Because “looking back” is apparently my new beat: scroll down to find my posts on week-old articles about Glen Davis’ cuticles and a five-year old article on Tim Duncan’s dubious aesthetic appeal…anyway, I’m sticking with the story that I’ve been out of town. Or in a “lite” coma or fugue state or something. This is only because I know how unconvincing it would seem if I said I was “too busy” to link to this terrific article by Steve Hendrix from last Saturday’s Washington Post about Pimlico Racetrack’s grooms and horse handlers. The Preakness, you might remember, happened on Saturday. The apparently unbeatable Big Brown won. Yeah, last Saturday. Anyway:

The 44-year-old [Ballmer native Darryl Harris] is one of 120 grooms, hot walkers and other stable hands who live in the Pimlico barns, sleeping above the costly animals they care for seven days a week, four seasons a year. At most race tracks, tending the ponies has become a profession made up almost entirely of Latino immigrants. But Pimlico, an unlikely patch of inner-city horse country, still draws heavily on surrounding Baltimore for its barn workers. And Scott, for one, is equally at home on both sides of the high chain-link fence that separates the stables from the streets.

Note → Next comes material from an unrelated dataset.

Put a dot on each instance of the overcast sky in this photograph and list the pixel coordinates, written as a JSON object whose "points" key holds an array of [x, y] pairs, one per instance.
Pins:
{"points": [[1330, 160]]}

“Look at this, a loose horse,” Scott said blithely one morning last week when a panicky, untethered thoroughbred came running out from between the barns. Instead of backing away, Scott walked directly toward the skittish animal, arms outstretched, an urban horse whisperer. “Shhh, shhh, shhh — want a peppermint?” he cooed, crinkling his cigarette pack to make the animal think a treat was being unwrapped. Instantly the horse settled, slowed and let Scott get a hand under its harness. “Whose horse is this?” Scott called as heads poked from surrounding barn doors to see the action.

This track-side community, known as the backstretch, will be largely invisible to today’s crowded grandstand, a distant glimpse of barn roofs above the thundering blur of jockey colors as the Preakness runners come out of the first turn. But the backstretch is an essential and fabled corner of the racing world, home to the resident army of low-paid workers that keep high-end horses ready to run.

“Horses have to be fed and walked every single day of the year,” said Donna Chenkin, the head of Anna House, a family support program for stable workers at Belmont Park in Elmont, N.Y. The child-care center she runs opens each day at 5 a.m., when the horses are ready for a morning gallop and their stalls are ready for a good mucking out. “If these people weren’t living in the backstretch, there would be no racing.”

The rest of the piece is eminently worth reading, although the picture it paints of life in the backstretch is unavoidably bleak. But if it’s hard to imagine living in the backstretch at Pimlico, I find it almost equally difficult to imagine being in the infield at Pimlico, with the folks depicted in these almost wordless (if hardly sound-less) videos by Baltimore Sun videographer Karl Merton Ferron. Imagine Heavy Metal Parking Lot without the fellow-feeling, Maiden or long hair and with more violence, lite-er beer and a general sense of anarchy pickled and slowed by booze. GC might post one of the videos, but it’s worth going through the different infield-scene vids separately. Especially if you were considering quitting drinking.